On 3 August 1914, Germany declared war on France. As early as the 31st of July, the Reichland was submitted to a state of war: suppression of freedoms, forbidding of public meetings and press censorship. The next day, the order to mobilize was posted in every town. The military tyranny was absolute, the rationing drastic, the economic deprivations numerous. Repression was heavy and the evictions unceasing.

Alsace and Moselle experienced terrible fighting during the days from 18-20 August 1914, and again in 1915, at the battles of Sarrebourg and Morhange (in Moselle) and Linge and Hartmannswillerkopf (Alsace).
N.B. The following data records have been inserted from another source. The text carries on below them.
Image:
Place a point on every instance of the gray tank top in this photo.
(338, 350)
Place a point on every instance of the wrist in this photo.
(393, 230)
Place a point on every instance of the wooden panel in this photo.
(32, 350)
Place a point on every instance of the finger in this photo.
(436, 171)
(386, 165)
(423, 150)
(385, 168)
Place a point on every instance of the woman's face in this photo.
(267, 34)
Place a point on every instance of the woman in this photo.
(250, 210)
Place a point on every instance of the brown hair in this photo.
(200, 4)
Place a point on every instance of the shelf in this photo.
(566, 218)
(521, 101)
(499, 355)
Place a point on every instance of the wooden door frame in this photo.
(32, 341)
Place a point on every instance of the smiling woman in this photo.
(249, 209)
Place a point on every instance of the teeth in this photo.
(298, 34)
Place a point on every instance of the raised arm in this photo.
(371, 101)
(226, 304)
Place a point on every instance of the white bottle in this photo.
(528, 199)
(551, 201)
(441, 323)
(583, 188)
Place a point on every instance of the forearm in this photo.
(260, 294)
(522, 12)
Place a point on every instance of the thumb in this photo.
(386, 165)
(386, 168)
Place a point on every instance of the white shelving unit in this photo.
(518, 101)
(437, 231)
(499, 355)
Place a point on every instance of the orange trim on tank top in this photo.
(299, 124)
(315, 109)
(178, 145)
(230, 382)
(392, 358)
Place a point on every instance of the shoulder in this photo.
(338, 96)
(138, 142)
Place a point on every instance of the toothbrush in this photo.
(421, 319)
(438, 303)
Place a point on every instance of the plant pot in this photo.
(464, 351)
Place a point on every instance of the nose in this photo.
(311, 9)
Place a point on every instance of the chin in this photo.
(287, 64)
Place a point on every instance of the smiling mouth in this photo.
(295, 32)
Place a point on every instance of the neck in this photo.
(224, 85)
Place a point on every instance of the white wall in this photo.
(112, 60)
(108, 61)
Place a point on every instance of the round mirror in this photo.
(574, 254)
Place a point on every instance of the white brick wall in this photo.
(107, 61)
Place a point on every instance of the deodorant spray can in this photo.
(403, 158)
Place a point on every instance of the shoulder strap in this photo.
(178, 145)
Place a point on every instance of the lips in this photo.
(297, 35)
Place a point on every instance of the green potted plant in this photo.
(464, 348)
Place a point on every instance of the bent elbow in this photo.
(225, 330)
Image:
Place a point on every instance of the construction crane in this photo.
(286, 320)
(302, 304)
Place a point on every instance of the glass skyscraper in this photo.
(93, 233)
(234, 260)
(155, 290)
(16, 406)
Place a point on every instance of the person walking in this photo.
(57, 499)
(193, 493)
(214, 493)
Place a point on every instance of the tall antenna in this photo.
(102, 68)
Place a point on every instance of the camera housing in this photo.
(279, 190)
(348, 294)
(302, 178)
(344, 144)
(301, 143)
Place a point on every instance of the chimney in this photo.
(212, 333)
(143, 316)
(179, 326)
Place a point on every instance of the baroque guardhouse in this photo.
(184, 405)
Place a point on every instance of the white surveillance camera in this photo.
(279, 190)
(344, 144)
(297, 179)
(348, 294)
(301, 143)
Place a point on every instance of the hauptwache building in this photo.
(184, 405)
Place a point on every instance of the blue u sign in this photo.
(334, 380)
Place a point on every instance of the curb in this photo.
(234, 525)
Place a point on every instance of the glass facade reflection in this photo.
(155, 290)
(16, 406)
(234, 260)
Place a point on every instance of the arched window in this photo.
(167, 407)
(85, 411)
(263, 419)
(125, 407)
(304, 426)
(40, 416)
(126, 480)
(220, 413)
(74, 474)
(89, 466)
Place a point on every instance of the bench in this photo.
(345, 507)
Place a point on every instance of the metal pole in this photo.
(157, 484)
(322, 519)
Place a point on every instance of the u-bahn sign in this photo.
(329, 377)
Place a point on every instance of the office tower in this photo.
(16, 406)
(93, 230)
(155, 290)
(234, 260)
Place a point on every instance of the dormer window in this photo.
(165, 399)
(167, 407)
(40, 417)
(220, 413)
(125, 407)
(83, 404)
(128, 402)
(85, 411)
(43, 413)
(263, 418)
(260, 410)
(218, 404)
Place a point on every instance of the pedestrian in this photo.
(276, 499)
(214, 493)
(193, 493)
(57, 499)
In the combat zones, incomprehension reigned: Belligerents suspected the civilians from Alsace and Moselle of being either “Frenchies” or “Prussians.” Some, such as Doctor Schwitzer, were interned in camps in the French interior.

During the Great War, 380,000 men from Alsace and Moselle were embedded in the German Army. In order to avoid desertions, most of them were sent to the Russian Front. Eighteen thousand men from Alsace and Moselle enlisted in the French Army.

In November 1918, the French troops entered Alsace and Moselle to a very joyful public mood. The Treaty of Versailles signed on 18 June 1919 finally reintegrated Alsace and Moselle under French sovereignty.